José Sócrates darf sich freuen. Mitten in der Wirtschaftskrise gelang dem portugiesischen Regierungschef die Wiederwahl. Allerdings verlor seine Sozialistische Partei (PS) die absolute Mehrheit. Laut vorläufigem Ergebnis – noch fehlen die vier Parlamentssitze, die von den Portugiesen im Ausland gewählt werden – erzielte die PS mit 36,5 Prozent der Stimmen 96 der 230 Abgeordneten der portugiesischen Volksvertretung. Die Herausfordererin Manuela Ferreira Leite von der konservativen Sozialdemokratischen Partei (PSD) konnte nur 29,1 Prozent und damit 78 Abgeordnete gewinnen. Das Rechtsbündnis CDS/PP erhielt 10,5 Prozent, der Linksblock (BE) 9,9 Prozent und die kommunistisch, grüne Wahlkoalition CDU 7,9 Prozent.

„Das ist der Sieg der Reformen, der Modernisierung und der sozialen Gerechtigkeit“, jubelte Sócrates bei seiner Ansprache am Wahlabend.
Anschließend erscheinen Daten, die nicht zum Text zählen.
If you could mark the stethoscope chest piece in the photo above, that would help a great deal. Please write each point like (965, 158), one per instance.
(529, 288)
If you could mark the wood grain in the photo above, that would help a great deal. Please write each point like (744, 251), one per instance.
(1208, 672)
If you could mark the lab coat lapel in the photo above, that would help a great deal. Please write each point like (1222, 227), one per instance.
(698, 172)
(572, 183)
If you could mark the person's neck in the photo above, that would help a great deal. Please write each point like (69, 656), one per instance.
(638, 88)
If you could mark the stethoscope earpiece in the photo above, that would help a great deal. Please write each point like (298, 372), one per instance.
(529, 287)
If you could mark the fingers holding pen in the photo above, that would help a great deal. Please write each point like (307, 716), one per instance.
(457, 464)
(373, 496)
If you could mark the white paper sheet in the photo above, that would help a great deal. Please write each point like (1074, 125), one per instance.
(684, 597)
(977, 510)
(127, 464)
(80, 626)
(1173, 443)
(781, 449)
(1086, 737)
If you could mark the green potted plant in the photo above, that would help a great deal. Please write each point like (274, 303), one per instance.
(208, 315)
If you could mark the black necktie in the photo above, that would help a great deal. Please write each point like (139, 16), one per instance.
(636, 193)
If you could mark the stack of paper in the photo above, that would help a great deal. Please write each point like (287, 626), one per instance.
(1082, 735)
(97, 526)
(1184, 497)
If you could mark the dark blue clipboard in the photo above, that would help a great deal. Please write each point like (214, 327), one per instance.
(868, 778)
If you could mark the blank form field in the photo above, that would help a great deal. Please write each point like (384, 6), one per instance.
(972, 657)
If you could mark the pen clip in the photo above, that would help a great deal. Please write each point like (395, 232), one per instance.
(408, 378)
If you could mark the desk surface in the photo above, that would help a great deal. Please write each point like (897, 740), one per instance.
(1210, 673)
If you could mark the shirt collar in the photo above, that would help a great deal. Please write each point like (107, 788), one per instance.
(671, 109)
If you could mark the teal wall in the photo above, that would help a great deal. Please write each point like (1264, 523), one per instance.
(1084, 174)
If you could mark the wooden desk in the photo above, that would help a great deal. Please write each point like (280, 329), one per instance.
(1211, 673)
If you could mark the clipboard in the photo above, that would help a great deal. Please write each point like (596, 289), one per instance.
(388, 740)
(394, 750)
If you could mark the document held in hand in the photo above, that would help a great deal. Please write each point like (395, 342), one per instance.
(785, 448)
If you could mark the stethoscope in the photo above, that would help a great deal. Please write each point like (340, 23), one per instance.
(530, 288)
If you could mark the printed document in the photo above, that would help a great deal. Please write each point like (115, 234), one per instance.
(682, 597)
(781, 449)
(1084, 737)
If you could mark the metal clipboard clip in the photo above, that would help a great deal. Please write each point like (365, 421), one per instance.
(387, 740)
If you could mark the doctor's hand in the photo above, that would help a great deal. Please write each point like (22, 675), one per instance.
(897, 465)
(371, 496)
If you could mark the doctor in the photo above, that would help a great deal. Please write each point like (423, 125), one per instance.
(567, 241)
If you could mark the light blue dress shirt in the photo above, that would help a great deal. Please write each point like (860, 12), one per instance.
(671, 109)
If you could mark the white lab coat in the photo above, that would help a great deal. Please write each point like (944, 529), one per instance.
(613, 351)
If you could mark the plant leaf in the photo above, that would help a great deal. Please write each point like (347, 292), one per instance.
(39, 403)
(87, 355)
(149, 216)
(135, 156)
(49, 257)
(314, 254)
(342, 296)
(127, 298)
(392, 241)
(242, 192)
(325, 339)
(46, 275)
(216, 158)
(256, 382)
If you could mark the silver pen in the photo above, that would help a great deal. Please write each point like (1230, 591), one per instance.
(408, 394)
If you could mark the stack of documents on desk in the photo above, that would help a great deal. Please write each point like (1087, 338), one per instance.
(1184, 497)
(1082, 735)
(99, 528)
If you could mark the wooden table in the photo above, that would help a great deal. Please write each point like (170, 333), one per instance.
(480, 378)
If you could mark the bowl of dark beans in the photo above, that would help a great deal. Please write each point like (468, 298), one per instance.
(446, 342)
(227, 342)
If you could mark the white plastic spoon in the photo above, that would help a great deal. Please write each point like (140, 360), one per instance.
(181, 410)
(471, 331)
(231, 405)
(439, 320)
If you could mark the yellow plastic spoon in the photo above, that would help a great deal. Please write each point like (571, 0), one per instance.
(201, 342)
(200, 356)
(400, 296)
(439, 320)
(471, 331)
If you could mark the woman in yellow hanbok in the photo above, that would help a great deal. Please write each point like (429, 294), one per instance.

Während Ferreira Leite gegen „die Verschwendungssucht“ wetterte und Ausgabensenkung sowie weniger Steuern propagierte, versprach Sócrates im Wahlkampf weitere Stimuluspakete zusätzlich zu den bisher 2,2 Milliarden Euro. Außerdem verteidigte er die Anhebung des Kindergeldes und des Mindestlohns. Auch an die beiden Großprojekte, dem Ausbau des Flughafens in Lissabon und dem Anschluss des Landes an das europäische Hochgeschwindigkeitsbahnnetzes via Spanien will er trotz leerer Kassen festhalten. Portugal, das seit Jahren immer wieder die Maastrichter Kriterien für die gemeinsame europäische Währung verfehlt, weißt derzeit ein Haushaltsdefizit von über sechs Prozent aus. Das ist doppelt so hoch wie erlaubt. Sócrates wird auch weiterhin gegen die sich verschärfende Krise kämpfen müssen. Das Wirtschaftswachstum beträgt im ärmsten Land Westeuropas 2009 minus 3,4 Prozent. Die Arbeitslosigkeit ist mit 9,1 Prozent, so hoch wie seit 1987 nicht mehr. Eine Erholung der Situation ist nicht in Sicht.

„Absolute Verhandlungen“, titelte die Tageszeitung Jornal de Notícias gestern und prophezeite für den Wahlsieger Sócrates eine schwierige Legislaturperiode. Sócrates muss eine Mehrheit suchen. Eine große Koalition, wie sie so mancher Kommentator angesichts der Krise, die Portugal durchlebt, gerne sehen würde, gilt als unwahrscheinlich. Zu unterschiedlich sind die beiden Spitzenkandidaten von PS und PSD.

Bleiben zwei Möglichkeiten. Entweder Sócrates regiert in Minderheit mit abwechselnden Bündnissen in Sachfragen oder er wirbt um eine dauerhafte Koalition mit einer der beiden kleineren linken Parteien. Allen voran bietet sich der Linksblock (BE) als Mehrheitsbeschaffer an. Die 1999 aus mehreren maoistischen und trotzkistischen Gruppierungen entstandene Partei erzielte 9,9 Prozent und damit 16 Abgeordnete. Auch die CDU, einem Bündnis aus Kommunisten und Grünen, böten sich mit ihren 15 Abgeordneten (7,9 Prozent) an.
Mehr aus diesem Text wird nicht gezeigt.